Throughout the years – and especially on Martin Luther King Day – countless people representing different walks of life quote the beneficent humanitarian and civil rights leader, Rev. Dr. Martin Luther King, Jr.

We sometimes hear MAGA (Make America Great Again) Republicans and others who embrace very conservative social, economic, and political ideologies quote Dr. King. Interestingly, many of the aforementioned individuals do not know who Dr. King really was in terms of where he stood on multiple hot-button issues of the 1950s and 1960s.

Dr. King stood on a foundation of righteousness and truth.

Dr. King often asserted, “The ultimate measure of a man is not where he stands in moments of comfort and convenience, but where he stands at times of challenge and controversy.”

How many people believe in feeding the hungry or reaching out to someone experiencing misfortune and despair?

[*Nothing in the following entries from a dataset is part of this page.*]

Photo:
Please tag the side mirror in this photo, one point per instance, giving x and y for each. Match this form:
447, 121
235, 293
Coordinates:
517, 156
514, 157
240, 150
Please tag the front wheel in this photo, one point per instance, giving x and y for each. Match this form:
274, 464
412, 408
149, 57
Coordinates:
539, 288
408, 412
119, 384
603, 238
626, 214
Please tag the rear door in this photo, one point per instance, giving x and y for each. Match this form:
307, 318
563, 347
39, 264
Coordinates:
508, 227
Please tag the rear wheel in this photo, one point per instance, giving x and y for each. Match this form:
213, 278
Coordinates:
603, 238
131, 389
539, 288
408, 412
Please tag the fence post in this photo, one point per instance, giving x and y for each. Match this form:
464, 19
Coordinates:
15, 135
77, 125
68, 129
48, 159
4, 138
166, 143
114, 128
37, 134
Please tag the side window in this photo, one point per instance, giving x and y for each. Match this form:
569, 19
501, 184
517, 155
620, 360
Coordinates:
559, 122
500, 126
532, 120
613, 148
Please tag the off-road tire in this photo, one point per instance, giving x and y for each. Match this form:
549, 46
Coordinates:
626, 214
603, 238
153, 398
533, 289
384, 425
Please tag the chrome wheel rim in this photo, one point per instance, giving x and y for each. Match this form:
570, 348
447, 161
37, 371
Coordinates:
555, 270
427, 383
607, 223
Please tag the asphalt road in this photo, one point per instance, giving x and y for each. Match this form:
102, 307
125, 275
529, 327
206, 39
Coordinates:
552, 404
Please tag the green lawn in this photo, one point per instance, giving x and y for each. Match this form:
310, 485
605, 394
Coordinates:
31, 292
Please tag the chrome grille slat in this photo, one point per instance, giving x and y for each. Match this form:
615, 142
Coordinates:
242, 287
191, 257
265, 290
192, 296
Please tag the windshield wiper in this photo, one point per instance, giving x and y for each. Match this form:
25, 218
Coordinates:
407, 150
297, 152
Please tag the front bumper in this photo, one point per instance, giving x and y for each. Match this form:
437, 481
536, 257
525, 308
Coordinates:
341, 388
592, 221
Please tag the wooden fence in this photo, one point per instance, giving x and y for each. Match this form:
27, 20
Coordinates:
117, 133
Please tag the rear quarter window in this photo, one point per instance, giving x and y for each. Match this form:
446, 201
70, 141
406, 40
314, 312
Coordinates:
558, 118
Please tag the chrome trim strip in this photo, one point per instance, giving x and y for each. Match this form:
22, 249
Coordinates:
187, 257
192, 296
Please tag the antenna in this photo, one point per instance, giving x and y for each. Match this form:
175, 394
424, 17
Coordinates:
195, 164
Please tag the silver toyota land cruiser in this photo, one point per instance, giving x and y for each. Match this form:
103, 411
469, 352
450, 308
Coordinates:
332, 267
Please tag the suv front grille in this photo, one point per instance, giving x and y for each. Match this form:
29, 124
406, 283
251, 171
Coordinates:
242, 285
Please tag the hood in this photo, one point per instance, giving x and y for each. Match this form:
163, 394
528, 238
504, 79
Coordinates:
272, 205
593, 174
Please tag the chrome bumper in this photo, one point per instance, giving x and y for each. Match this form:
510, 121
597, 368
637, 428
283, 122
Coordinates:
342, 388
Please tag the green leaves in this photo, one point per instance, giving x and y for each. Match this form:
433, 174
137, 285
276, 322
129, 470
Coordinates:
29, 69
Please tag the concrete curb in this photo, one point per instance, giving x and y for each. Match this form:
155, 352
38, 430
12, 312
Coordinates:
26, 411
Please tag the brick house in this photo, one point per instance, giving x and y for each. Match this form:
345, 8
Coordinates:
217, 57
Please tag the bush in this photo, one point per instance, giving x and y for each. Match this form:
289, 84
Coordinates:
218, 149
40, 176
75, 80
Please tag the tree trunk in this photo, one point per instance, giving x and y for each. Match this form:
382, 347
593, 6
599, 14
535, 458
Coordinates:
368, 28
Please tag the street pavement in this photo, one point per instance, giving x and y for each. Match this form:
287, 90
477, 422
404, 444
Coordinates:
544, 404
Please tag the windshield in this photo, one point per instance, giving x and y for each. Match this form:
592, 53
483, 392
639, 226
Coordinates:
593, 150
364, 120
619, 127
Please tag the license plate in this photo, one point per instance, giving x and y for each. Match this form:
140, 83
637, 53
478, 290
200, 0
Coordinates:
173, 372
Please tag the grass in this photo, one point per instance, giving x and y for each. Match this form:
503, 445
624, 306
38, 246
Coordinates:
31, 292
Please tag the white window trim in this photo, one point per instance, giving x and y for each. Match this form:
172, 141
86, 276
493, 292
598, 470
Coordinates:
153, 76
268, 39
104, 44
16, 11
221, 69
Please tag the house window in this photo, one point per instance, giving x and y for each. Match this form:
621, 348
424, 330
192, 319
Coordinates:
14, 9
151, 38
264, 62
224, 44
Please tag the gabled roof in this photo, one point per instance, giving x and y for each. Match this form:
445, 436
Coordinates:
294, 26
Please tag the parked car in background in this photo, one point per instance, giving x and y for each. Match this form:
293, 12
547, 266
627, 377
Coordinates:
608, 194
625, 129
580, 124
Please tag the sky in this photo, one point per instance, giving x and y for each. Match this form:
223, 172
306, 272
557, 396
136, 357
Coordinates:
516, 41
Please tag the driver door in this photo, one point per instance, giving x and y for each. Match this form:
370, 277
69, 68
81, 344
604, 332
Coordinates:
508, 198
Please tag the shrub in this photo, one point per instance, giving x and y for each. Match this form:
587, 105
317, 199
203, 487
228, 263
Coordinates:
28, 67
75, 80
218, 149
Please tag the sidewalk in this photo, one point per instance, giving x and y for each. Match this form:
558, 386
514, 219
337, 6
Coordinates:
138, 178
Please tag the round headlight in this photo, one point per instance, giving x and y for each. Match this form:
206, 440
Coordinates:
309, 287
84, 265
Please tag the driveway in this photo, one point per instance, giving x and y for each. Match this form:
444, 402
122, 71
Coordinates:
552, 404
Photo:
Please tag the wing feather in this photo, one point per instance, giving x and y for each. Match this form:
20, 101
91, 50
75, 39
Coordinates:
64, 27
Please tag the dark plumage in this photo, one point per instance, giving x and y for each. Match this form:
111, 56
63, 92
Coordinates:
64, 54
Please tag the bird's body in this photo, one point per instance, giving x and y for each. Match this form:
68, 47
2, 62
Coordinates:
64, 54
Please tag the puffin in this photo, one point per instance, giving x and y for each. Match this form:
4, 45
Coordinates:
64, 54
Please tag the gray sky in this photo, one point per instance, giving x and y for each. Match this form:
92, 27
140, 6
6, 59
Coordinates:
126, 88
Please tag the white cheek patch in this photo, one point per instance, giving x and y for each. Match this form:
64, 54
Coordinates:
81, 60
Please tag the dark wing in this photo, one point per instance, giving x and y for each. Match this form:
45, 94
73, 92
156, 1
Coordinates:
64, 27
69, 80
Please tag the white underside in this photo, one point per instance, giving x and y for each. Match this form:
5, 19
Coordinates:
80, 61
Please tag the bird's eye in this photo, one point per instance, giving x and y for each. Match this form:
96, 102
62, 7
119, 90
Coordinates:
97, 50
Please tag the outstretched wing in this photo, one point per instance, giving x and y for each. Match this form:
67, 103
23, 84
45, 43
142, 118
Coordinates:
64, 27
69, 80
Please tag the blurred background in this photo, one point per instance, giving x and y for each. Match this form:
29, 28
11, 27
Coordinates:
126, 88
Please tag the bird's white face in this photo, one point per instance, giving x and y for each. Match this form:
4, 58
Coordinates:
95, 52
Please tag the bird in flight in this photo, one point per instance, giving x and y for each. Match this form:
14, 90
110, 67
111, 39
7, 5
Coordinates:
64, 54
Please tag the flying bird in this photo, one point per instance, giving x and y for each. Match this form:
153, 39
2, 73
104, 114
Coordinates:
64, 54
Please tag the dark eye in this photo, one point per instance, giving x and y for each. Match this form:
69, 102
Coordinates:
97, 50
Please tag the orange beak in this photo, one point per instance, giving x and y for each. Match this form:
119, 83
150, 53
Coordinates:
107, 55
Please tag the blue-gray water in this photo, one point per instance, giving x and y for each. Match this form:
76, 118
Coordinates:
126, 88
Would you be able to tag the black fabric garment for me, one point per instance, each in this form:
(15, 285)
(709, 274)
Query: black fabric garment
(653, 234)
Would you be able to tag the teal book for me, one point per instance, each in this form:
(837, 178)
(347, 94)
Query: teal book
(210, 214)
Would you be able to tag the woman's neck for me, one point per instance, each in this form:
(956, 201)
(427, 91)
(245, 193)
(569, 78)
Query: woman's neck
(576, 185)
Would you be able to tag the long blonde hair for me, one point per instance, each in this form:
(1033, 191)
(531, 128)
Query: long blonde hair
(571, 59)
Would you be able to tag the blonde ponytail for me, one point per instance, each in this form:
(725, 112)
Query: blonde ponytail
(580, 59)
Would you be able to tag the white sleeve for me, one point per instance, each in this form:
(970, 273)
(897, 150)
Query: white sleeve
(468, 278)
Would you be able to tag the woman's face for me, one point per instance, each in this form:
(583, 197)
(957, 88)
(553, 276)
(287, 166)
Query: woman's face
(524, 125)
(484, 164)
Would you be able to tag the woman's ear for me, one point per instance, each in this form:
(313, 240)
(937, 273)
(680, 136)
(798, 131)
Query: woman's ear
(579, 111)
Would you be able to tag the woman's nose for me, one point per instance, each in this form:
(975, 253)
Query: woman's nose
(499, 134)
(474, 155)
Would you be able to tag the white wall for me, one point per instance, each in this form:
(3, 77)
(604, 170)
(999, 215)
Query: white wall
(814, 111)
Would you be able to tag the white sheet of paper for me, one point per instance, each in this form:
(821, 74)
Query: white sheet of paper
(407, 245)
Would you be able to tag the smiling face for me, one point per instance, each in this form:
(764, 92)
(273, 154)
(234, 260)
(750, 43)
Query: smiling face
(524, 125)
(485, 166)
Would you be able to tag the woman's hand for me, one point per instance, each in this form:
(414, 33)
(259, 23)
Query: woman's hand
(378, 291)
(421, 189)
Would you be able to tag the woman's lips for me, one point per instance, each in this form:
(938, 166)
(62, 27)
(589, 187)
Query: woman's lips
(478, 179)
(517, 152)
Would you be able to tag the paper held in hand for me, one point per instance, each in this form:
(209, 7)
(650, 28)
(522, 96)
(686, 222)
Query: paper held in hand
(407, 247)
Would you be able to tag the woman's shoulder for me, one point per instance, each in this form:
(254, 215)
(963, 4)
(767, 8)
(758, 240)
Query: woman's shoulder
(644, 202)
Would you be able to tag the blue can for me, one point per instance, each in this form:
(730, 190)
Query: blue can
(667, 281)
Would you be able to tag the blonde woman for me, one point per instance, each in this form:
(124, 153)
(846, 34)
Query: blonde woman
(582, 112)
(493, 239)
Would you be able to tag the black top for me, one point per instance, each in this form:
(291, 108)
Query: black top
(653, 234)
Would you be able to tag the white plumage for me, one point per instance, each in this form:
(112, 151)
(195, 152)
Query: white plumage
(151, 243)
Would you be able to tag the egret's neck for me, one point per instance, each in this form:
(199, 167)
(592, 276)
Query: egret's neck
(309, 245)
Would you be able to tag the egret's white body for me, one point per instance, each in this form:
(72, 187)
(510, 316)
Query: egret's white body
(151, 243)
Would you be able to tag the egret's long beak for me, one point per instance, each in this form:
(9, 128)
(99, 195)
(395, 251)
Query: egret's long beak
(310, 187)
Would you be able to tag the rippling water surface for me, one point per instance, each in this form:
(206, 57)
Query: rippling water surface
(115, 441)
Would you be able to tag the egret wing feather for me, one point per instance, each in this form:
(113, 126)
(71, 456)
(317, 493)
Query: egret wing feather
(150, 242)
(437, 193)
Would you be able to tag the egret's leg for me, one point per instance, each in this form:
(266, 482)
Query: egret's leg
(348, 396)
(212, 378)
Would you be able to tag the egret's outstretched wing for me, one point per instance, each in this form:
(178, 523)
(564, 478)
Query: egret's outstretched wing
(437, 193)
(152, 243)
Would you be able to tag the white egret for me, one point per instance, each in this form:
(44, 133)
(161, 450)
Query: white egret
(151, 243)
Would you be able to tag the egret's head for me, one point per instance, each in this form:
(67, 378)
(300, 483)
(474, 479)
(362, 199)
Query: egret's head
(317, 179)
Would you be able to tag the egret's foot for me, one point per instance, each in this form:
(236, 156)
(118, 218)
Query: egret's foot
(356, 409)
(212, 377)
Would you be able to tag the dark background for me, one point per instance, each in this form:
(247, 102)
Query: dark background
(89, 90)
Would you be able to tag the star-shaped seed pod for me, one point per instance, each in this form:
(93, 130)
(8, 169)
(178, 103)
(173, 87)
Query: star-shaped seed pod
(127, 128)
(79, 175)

How often do bystanders speak out when an old woman is beaten and robbed? When an unarmed black man is fleeing the police and getting shot down mercilessly by an officer in pursuit, who will join the family of the victim in protest to demand justice? These questions help determine who is willing to place principle above passivity in the tradition of MLK.

Dr. King opposed racism, poverty, and militarism, as evidenced by his numerous writings, including Where Do We Go From Here: Chaos or Community? King even rebuked President Lyndon Johnson who had committed, steadfastly, to continue the War in Vietnam, which turned out to be a fiasco and disaster for the United States. In fact, King, on April 4, 1967, delivered his seminal speech condemning the war at Riverside Church in Harlem. The great prophet stated, “My conscience leaves me no other choice.” (King, “Beyond Vietnam,” 139). Further, Dr. King asserted that the Vietnam War had deleterious effects on America’s poor and Vietnam peasants. (King, “Beyond Vietnam”).

By the way, MLK was assassinated one year to the day in 1968 after his Riverside speech. Arguably, it is somewhat conventional wisdom that King – after his public disagreement with President Johnson – was a thorn in the President’s side had to go.

President Kennedy was spot on when he declared, in 1961, “If a free society cannot help the many who are poor, it cannot save the few who are rich.” Dr. King echoed this and more through his works and generous deeds.

We have a moral obligation to rekindle that flame and actualize what is written in the Book of James (KJV) 1:22: “But be ye doers of the word, and not hearers only, deceiving your own selves.”